A spokesman for ABN, which has decided not to appeal against the £900,000 fine, said: "We take these issues seriously. We have taken comprehensive action to remedy them, bearing in mind that they relate to events five years ago rather than the ABN Amro of today."

The fine is the FSA's fifth-biggest, and is the largest involving market abuse on the London stock market. The fine would have been £1.25m had ABN not co-operated and taken steps to correct its shortcomings.

ABN's then joint head of the UK equity trading desk, Michael Ackers, has been fined £70,000 for "market misconduct". He has been separately disciplined by ABN Amro and is now the group's UK head of small and mid-cap trading. "This reflects the fact that the FSA accepted that his integrity had not been impugned," the spokesman added. Another, unnamed, individual who was a director of UK equities was suspended for three years by the FSA's predecessor, the Securities and Futures Authority. His suspension ended on 23 December 2001.

The FSA decided that traders in ABN Amro Equities (UK), known as AAE, "accepted improper instructions whose apparent purpose was to push the closing market price of certain shares to a higher level than would otherwise have been the case".

This happened on three separate occasions between April and October 1998 in respect of shares in Carlton Communications, British Biotech, Volkswagen and Metro.
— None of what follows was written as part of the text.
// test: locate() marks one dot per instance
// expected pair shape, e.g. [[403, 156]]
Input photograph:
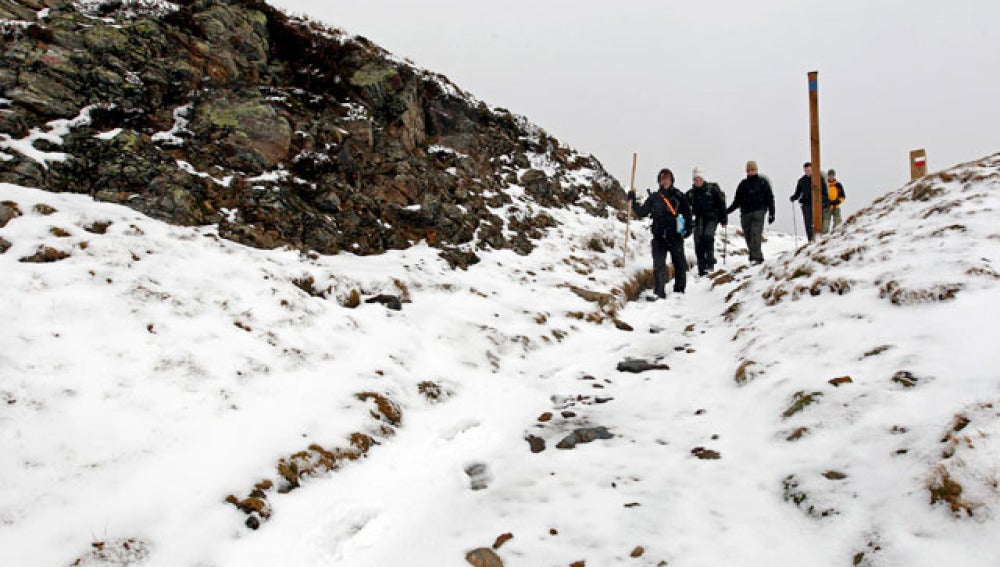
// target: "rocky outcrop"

Carol Sergeant, managing director of the FSA, said: "Trading in stocks simply to move the market price is a serious abuse: it distorts market forces and undermines investors' confidence in the integrity of the prices quoted on exchanges."

The US investor was Oechsle International Advisers, a Boston-based fund manager handling $11.8bn (£7.6bn). Angelo Iannone, the head of ABN's international sales trading desk in New York, had had a long-standing relationship with Oechsle and one of its fund managers, Andrew Parlin. They agreed to increase the price of the shares in question at the end of certain days' trading, to make the prices look better in clients' portfolios.

Ms Sergeant added: "These were not isolated events. The repeated nature of the breaches demonstrates the absence of a robust compliance environment on the firm's trading floor. We view with particular seriousness misconduct that occurs in the context of a firm's inadequate investment in compliance procedures, policies and training. Investors need to be confident that they are dealing in clean and orderly markets."

The FSA has found that AAE did not adequately resource its compliance function and failed to have appropriate policies, procedures and training for staff. These shortcomings in the compliance function were highlighted to senior management by the compliance officer but no adequate remedial steps were taken at the time.